De Souza said that technology now existed that will allow users to prove their age online using a passport or other identification in a way that they secure an access code. “Technology is so much better now and the privacy issues are no longer a concern,” she said. “Third parties can do age verification and get rid of that information straight away.


“I met with some of the biggest porn companies and challenged them on age verification. As long as all adult sites have to have age verification put on them, they would be comfortable to go forward with that. They basically said, ‘Make us do it’. I was pleased with that.”


Ministers are examining how to introduce age verification using biometric data and “age assurance” measures, whereby sites can use artificial intelligence to identify children by the way they behave online or interact with a device, including the language they use.


Senior government sources said officials were considering whether to write changes into the published draft of the bill or whether to amend the legislation when it goes before parliament in the spring. The bill is expected to become law by the end of next year.


© Tim Shipman / The Sunday Times 2021

Image - Jonathan Kirn / Getty Images via The Sunday Times





There is little doubt that online pornography has become an insidious and distasteful intrusion into many people's lives. That said, one must also acknowledge that there is a demand for it. If there was not, it would not be present.


And it is also very easy to find. 'Free' sites abound across the internet and it is these, rather than subscription sites - those that require credit card payments to access - that can be a cause for concern.


It is entirely right that children need to be protected but one also has to look at government intervention from a wider context. We have already seen, and indeed are seeing, just how intrusive governments can be using health as a reason. From this point of view, provided a website (no matter what the content) is legal in every way, one must question where government action will stop.

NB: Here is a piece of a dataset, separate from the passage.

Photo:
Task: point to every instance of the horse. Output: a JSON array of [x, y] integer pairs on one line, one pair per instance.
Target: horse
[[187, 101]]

We at KJM Today do not approve of pornography. We don't like it and we don't wish to view it. Our solution is thus a simple one - log off. However, we also acknowledge the addictive nature of porn and the potential for harm on impressionable young minds. So we further acknowledge that some form of action may well be a good thing.


Our concern however, is that of 'mission creep'. How many times have we seen a good thing become extended to cover aspects to life never thought of in the first instance? There are countless examples.


Governments must be very aware of the long-term implications of their desire to be seen to be doing something, and especially actions which have a short-term popularity bounce.